L'Association des municipalités serbes ne devrait pas être formée en raison des questions constitutionnelles. Cela est également dû à l'interprétation que la Cour constitutionnelle a faite, mais aussi au fait que la reconnaissance du Kosovo par l'État serbe n'a pas été assurée. La formation de l'Association des municipalités à majorité serbe ne devrait pas se produire en aucune [...]
La formation de l'Association des municipalités à majorité serbe ne devrait se faire dans aucune variante, dit Mazum Baraliu, expert en questions constitutionnelles. Il pensait même qu'il ne devrait y avoir aucune pression sur la question. Il dit que l'association ne doit pas être réalisée dans la pratique, même si elle est en contradiction avec le système constitutionnel-gouvernement, mais aussi avec le fait que la Serbie n'a pas mis en œuvre la plupart des 33 accords conclus à Bruxelles. Surtout, le Kosovo a le droit de ne pas le prouver du tout.
“Même en vertu de la loi sur les accords internationaux sur la base de la Convention de Vienne, sur la base de son droit international et de ses normes, chaque État a le droit d'avoir un changement de circonstances, en appliquant le principe de rhebus simplement pour accepter en partie ou pas du tout la mise en oeuvre d'un tel accord. Cet accord, que quelqu'un insiste, malheureusement de l'intérieur ou de l'extérieur, ne devrait pas être accepté pour mettre en œuvre dans la pratique”, a déclaré Baraliu à Radio Kosovo.

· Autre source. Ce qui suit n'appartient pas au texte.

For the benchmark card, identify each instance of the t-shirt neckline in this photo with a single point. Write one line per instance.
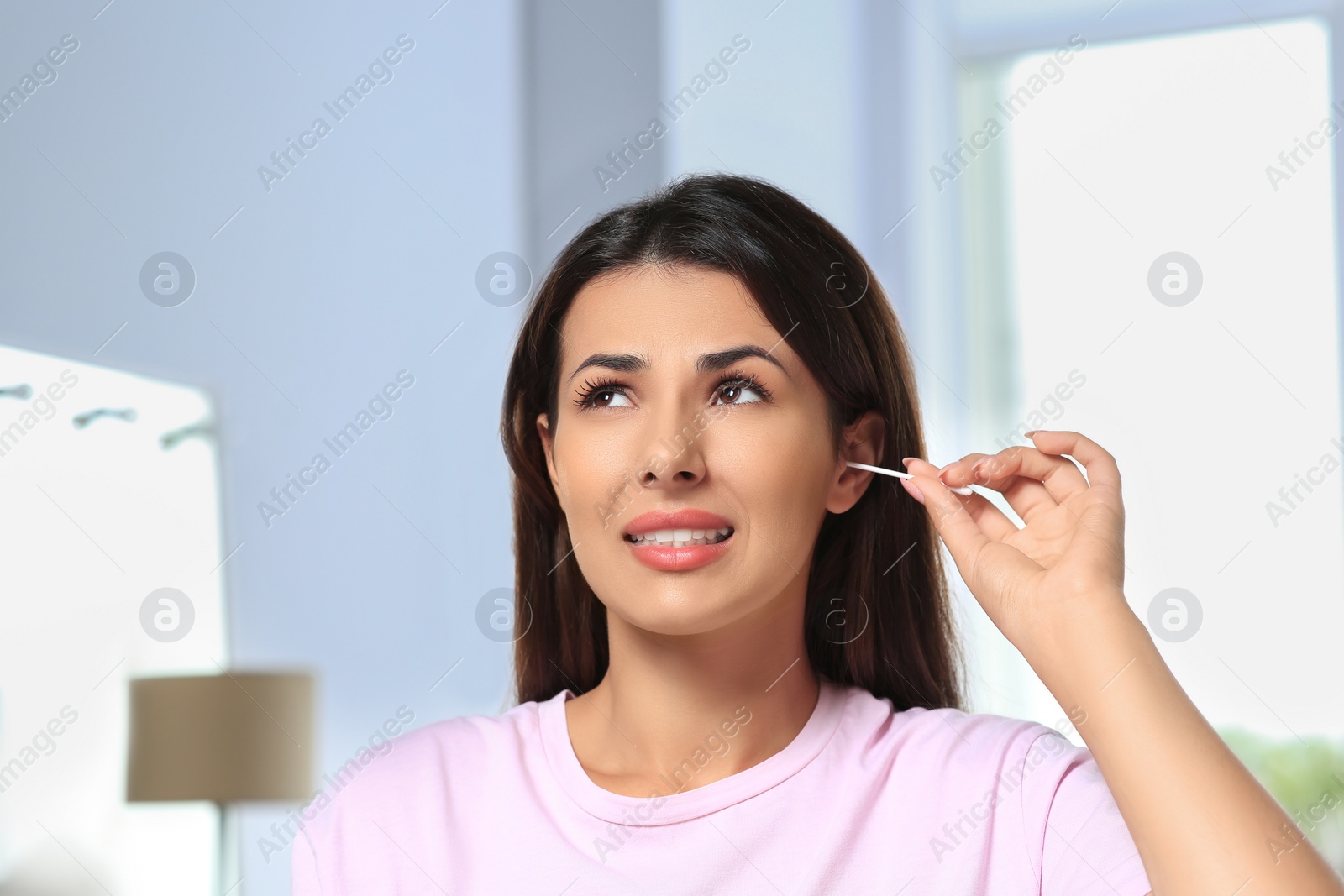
(690, 804)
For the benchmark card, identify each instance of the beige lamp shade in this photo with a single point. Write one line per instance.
(232, 738)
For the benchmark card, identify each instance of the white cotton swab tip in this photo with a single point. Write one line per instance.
(904, 476)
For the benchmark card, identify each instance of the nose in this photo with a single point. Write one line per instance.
(675, 452)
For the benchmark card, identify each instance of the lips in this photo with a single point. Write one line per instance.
(664, 539)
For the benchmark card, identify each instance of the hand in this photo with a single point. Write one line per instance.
(1065, 566)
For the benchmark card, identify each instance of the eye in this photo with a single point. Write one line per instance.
(738, 390)
(602, 394)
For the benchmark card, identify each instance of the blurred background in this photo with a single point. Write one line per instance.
(237, 238)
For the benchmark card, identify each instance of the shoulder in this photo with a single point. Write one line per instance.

Alors que le professeur de science politique Nedmetdin Spahiu dit que la question de la constitution de l'Association communiste à majorité serbe devrait être utilisée comme monnaie pour acheter la reconnaissance de la citoyenneté du Kosovo de la Serbie. Il dit que “Kosovo ne peut en aucune façon faire association sans obtenir la reconnaissance”.
Si la reconnaissance du Kosovo par la Serbie n'a été promise qu'à l'avenir, alors même l'association ne devrait être que promesse de l'avenir, et aucune mise en œuvre immédiate, comme cela est arrivé au plan d'Ahtisaari. Le Kosovo n'a pas eu à mettre en œuvre le plan d'Ahtisaari, il n'a eu qu'à promettre, et il a dû dire que lorsque la Serbie nous reconnaîtra, nous ferons aussi de la décentralisation, nous créerons des municipalités à majorité serbe que nous avons convenues à Vienne, nous ferons de la langue officielle serbe, etc., etc.”, a déclaré Spahiu à Radio Kosovo.
Le Kosovo a jusqu'à présent fait suffisamment de compromis, de sorte que le passé devrait servir de pensée, dit Spahiu.